- poster
- Directed by: Jean-Luc Godard François Truffaut
- Written by: François Truffaut
- Produced by: Pierre Braunberger
- Starring: Jean-Claude Brialy Caroline Dim
- Narrated by: Caroline Dim
- Cinematography: Michel Latouche
- Edited by: Jean-Luc Godard
- Production company: Les Films de la Pléiade
- Distributed by: Unidex
- Release date: March 3, 1961 (France);
- Running time: 12 minutes
- Language: French

= A Story of Water =

A Story of Water (Une histoire d'eau) is a short film directed and written by Jean-Luc Godard and François Truffaut and released in 1961. It recounts the story of a woman's trip to Paris, which is surrounded by a large flooded area. It was first shown publicly in 1961. The title is a pun on the title of the erotic novel Une histoire d'O. The film was shot in two days. The film is dedicated to Mack Sennett.

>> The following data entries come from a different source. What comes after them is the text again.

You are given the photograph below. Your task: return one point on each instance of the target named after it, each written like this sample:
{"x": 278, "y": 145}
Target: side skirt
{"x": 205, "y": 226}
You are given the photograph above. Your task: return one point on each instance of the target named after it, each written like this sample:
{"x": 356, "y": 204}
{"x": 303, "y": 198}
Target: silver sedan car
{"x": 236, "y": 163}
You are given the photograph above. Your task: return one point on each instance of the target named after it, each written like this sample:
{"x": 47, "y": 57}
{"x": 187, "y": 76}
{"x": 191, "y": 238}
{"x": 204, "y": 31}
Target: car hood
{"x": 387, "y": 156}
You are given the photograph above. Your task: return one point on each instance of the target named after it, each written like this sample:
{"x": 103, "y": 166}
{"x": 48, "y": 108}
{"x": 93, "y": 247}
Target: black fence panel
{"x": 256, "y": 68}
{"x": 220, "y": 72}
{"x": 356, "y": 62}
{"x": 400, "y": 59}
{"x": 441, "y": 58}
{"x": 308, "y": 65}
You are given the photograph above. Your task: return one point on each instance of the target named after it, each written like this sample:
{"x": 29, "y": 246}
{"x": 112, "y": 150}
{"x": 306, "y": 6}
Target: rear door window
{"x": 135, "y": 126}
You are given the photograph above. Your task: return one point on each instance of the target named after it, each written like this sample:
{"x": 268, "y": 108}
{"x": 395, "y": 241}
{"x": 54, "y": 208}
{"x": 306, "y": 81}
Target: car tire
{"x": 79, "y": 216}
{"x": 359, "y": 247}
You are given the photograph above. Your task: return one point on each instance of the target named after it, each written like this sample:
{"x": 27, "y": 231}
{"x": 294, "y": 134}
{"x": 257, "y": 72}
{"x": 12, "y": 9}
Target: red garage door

According to film critic David Edelstein, introducing the film's presentation on TCM.com, Truffaut's screenplay was a "slight but reasonably coherent romance" which was altered significantly in the editing room by Godard, who added absurdist voiceovers and percussion music while cutting out most of the plot.

The film is included as a supplement on Criterion's DVD/Blu-ray release of Truffaut's The Last Metro.